This module is for Grades: 9-10 Welcome

Close reading - the careful and purposeful independent rereading, intense analysis, and critical examination and interpretation of a text - asks you to engage with a text that is complex and examine its meaning thoroughly and methodically. It helps you to engage in what you are reading, and encourages you to read and reread deliberately. It will prepare you for success in college and career. With practice, you will learn how to better focus on what the author is trying to communicate and the meaning of the words, and bring some of your own ideas and connections to the text. 

The skill called "close reading" is fundamental for understanding and interpreting complex literature based upon the words themselves. A close reading does not stop there; it embraces larger themes and ideas evoked and/or implied by the passage itself.  It slows you down, allows you time to reflect on and interpret difficult passages, and keeps you focused on your purpose for reading. With close reading, you thoughtfully and critically analyze details and patterns in a text in order to develop a deep, precise understanding of the text.  

In this activity you will learn and practice close reading strategies to help increase your understanding of how to approach challenging and complex texts. This skill will pay off for you in all of your high school classes and beyond.

Module Objectives

By the end of this module, you will be able to:

  • Employ close reading strategies to attack a complex poem/passage.
  • Close read a passage from a literature text.
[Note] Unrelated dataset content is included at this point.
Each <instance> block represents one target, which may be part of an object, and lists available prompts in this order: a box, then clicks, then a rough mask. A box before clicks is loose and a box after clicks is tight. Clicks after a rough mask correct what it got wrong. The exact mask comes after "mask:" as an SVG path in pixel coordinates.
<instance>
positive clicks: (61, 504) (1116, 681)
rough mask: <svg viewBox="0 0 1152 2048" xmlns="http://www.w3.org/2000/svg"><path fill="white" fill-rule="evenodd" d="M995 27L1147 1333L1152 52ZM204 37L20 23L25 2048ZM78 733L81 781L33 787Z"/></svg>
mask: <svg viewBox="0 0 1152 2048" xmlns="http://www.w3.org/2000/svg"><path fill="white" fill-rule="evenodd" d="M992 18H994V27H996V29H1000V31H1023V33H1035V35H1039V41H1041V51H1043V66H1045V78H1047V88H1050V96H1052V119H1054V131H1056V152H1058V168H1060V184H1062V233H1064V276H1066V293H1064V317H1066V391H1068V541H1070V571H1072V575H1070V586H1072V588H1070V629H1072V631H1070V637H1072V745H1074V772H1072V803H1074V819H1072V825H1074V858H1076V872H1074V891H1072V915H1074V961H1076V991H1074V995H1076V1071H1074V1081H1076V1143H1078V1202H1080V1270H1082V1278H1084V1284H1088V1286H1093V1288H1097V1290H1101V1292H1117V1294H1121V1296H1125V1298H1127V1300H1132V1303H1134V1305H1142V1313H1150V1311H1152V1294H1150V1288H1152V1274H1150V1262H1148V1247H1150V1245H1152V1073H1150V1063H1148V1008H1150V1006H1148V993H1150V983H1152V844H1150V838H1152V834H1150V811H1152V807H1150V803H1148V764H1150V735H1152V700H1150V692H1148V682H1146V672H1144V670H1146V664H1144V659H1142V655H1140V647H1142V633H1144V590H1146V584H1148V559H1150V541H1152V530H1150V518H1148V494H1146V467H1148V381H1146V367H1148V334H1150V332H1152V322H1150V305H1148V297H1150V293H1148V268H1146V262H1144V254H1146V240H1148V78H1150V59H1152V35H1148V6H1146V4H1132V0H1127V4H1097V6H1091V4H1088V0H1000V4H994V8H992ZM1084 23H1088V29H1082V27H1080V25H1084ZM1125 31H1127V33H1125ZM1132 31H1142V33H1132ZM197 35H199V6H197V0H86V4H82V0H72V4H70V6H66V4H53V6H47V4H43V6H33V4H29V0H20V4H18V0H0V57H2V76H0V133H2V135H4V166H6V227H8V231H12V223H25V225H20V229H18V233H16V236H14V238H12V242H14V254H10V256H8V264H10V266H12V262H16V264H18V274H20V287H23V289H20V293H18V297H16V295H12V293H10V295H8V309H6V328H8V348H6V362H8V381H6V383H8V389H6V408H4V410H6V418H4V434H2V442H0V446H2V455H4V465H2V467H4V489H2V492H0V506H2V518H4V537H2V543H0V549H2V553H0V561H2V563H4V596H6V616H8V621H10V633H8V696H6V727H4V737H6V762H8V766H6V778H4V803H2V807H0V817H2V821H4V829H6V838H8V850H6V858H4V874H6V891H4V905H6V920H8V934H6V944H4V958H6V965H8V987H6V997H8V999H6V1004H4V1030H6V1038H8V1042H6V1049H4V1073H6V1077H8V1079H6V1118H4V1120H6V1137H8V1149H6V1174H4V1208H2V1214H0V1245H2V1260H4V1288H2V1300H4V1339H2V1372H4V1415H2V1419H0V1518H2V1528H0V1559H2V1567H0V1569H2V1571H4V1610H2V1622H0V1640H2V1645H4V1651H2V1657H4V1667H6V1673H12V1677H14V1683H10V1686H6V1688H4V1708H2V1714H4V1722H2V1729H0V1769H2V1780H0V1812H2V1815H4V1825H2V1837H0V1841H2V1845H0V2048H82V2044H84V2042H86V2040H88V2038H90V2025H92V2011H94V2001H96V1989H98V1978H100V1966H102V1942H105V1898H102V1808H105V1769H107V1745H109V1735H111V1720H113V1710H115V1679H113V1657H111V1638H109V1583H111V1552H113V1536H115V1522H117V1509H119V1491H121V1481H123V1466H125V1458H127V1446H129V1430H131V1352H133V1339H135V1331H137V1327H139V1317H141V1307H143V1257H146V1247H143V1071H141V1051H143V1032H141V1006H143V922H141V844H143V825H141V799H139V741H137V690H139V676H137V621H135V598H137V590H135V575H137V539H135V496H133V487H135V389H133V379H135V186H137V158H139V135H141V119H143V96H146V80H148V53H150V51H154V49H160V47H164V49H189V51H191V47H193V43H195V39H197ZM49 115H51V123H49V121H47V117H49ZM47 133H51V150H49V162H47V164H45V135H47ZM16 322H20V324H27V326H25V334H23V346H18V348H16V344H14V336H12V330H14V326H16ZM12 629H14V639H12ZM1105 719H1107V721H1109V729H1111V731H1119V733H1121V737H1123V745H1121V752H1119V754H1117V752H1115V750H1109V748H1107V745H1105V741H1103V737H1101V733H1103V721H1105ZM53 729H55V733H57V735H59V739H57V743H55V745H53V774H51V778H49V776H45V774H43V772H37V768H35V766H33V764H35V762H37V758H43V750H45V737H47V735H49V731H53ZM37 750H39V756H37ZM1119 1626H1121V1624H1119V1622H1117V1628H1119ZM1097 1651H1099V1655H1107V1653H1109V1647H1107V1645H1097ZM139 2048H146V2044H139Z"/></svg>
high school girl reading a book

Close reading strategies help you to understand and interpret different kinds of literature.

Skill(s)

  • Understand the purpose in reading.
  • See ideas in a text as being interconnected.
  • Look for and understand systems of meaning.
  • Engage in a text while reading.
  • Get beyond "surface" reading or skimming.
  • Formulate questions and seek answers to the questions while reading:
    • Analyze short passages and excerpts.
    • Focus on the text itself.
    • Reread deliberately.
    • Read with a pencil.
    • Notice things that are confusing.
    • Discuss the text with others when possible.
    • Respond to text-dependent questions.